Я осторожно прицеливаюсь, но стрелять не решаюсь — ветки мешают. Жду, вдруг опять на лед спустится. Прошло несколько томительных минут. Мышцы дрожат от напряжения, сердце колотится так, словно хочет выпрыгнуть из грудной клетки. Наконец норка закончила прихорашиваться и… побежала в лес.
Разочарованный и в то же время довольный тем, что имел возможность понаблюдал за симпатичным зверьком, пошел дальше. И тут навстречу выкатился Лукса. По веселым лучикам, разбегавшимся от глаз, было видно, что он с богатым трофеем. Точно — поймал соболя! Наконец-то лед тронулся!!!

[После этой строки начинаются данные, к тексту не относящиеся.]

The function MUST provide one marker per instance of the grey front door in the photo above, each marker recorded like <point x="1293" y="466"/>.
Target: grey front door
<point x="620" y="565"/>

— Камиль, не пойму, ты норку ловишь или медведя?
— А что? — оторопел я.
— Смотрел твои капканы на ключе. Зачем такой большой потаск делаешь?
— Как же? Кругом полыньи. С маленьким норка до воды доберется, и ищи ее тогда.
— Неправильно думаешь. Норка с капканом в воду не идет — на берег идет. А если потаск тяжелый, лапу грызет и уходит. Однако пора мне, путик длинный, а день короткий, — попрощался Лукса и размашисто заскользил дальше.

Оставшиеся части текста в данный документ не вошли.